Taj Mahal at sunrise was the intention the next morning, though by the time we woke at 5:30 and pulled ourselves out of bed to stroll the few yards to the East Gate (Hotel Sheela's only plus point), surprisingly a long queue awaited us. I thought they would have let people in already by the time we arrived, as the sun had already risen and by my reckoning we we were late! We need not have rushed!
The Taj Mahal is India's most notable tourist attraction and to walk through the gateway from the forecourt and to be able to actually see this spectacular World Heritage white marble mausoleum and it'sornamental gardens was a strange feeling. For ages it didn't seem real, like a distant mirage in the early morning sunrise. Only as I stepped out of the gardens and onto the raised marble platform did I truly believe that I was there and really seeing it for real. Architecturally the Taj is an amazing sight, raising the Taj up onto the platform ensures the backdrop is that of only sky. The minarets (towers) on each corner are said to lean slightly outwards such that in the case of an earthquake or similar, they will fall away from the Taj! Genius! By the time we had finished viewing the Taj, the marble and stonework was already becoming too hot to walk on barefoot and it was only 8 o'clock!

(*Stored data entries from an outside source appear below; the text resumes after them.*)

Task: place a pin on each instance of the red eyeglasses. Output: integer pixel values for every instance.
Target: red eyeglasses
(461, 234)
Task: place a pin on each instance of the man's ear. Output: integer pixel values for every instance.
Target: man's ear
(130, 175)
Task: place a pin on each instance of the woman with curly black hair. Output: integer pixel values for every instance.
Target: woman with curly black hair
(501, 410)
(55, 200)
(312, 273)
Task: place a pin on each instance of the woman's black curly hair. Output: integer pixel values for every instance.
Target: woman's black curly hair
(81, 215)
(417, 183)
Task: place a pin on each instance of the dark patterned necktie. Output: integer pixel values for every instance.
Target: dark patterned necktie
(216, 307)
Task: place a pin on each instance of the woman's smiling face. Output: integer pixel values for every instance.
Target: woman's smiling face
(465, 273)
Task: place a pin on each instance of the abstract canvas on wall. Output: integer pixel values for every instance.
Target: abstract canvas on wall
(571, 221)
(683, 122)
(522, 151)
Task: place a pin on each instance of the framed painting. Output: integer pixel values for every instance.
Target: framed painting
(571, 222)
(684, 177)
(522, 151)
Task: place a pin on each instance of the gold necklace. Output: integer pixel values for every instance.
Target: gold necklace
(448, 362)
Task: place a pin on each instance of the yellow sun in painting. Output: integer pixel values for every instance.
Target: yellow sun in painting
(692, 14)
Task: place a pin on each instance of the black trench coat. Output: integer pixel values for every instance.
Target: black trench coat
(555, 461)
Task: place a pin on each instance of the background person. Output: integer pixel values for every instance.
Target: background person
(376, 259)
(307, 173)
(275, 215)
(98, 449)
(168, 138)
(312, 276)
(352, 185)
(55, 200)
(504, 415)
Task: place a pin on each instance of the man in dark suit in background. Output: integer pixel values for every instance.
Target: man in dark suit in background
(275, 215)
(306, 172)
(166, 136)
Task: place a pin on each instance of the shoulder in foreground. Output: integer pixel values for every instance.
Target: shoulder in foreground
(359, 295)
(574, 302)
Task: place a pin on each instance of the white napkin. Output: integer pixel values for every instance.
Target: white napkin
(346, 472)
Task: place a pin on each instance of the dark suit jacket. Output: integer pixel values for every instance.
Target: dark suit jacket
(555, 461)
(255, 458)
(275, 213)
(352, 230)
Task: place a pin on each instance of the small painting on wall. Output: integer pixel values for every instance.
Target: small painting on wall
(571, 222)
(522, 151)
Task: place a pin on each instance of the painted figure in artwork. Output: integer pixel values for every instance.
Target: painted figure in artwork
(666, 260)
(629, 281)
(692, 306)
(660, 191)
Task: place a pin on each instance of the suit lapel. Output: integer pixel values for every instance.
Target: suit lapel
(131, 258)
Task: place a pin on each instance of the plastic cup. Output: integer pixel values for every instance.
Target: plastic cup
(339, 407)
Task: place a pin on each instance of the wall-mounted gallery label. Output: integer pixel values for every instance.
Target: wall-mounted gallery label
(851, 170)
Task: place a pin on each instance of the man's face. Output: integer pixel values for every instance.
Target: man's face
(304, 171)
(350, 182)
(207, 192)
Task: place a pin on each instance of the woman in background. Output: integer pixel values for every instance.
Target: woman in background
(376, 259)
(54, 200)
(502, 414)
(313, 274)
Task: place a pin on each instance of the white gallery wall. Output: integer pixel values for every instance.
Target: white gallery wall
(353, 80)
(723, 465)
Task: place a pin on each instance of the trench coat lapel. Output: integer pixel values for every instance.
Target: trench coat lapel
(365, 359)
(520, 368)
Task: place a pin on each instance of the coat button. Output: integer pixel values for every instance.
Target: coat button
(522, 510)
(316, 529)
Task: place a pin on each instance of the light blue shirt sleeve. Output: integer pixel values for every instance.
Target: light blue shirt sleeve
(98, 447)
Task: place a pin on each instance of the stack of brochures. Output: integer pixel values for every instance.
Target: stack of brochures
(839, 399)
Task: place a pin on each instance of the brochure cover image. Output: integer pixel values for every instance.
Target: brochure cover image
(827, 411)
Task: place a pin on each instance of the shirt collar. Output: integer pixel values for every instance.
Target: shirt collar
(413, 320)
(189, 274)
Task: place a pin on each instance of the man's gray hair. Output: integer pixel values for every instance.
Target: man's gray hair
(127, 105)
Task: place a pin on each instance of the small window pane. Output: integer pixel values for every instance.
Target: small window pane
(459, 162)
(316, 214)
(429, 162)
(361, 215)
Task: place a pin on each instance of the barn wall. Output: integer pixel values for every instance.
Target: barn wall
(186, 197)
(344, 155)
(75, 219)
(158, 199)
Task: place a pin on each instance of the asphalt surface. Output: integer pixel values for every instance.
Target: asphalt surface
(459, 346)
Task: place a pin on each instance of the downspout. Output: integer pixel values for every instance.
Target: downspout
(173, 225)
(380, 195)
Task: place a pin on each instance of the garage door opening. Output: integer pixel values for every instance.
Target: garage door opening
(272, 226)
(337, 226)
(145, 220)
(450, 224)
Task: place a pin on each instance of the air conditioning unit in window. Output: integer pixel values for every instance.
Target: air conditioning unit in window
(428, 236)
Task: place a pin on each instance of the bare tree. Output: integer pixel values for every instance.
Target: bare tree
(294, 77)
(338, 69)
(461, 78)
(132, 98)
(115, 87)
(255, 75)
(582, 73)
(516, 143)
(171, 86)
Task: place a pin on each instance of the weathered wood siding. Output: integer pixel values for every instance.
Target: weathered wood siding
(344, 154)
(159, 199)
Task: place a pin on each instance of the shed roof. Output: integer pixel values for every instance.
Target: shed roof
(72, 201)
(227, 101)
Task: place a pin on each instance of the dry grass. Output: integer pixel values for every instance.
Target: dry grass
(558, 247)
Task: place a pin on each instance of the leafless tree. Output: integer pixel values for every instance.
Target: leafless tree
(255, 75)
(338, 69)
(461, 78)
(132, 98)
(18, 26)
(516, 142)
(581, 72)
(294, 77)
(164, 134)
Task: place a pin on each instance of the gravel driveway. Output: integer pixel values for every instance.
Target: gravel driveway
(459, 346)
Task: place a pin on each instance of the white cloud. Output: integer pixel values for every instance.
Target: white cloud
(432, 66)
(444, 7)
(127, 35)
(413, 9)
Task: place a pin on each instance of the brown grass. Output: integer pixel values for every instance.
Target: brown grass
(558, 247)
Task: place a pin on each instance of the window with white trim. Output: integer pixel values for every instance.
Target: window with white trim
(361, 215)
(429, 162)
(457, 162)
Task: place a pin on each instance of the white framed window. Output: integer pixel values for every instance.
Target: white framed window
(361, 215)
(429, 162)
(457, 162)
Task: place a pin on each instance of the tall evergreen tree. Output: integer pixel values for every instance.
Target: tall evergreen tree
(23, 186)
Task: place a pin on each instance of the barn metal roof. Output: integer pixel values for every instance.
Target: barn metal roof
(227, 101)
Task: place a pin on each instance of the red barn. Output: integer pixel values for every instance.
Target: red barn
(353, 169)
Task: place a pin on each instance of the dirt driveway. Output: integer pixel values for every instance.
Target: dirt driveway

For the remainder of our time in Agra we had a driver who took us to two of the other big sites near Agra: Fatephur Sikri and Sikandra. Fatephur was most interesting as we hired a guide, though I was most disappointed to read in the Lonely Planet on the way back to the train station in the car, that the purpose of many of the buildings is still very uncertain and much of what the guides say is apparently invented!
The train back to Delhi was 3AC which turned out to be a sleeper carriage with three beds bunked on top of one another. All three persons sit on the bottom bunk with the middle bunk folded away, until you all want to sleep. Our journey was only four hours long and early evening so didn't get to try them out.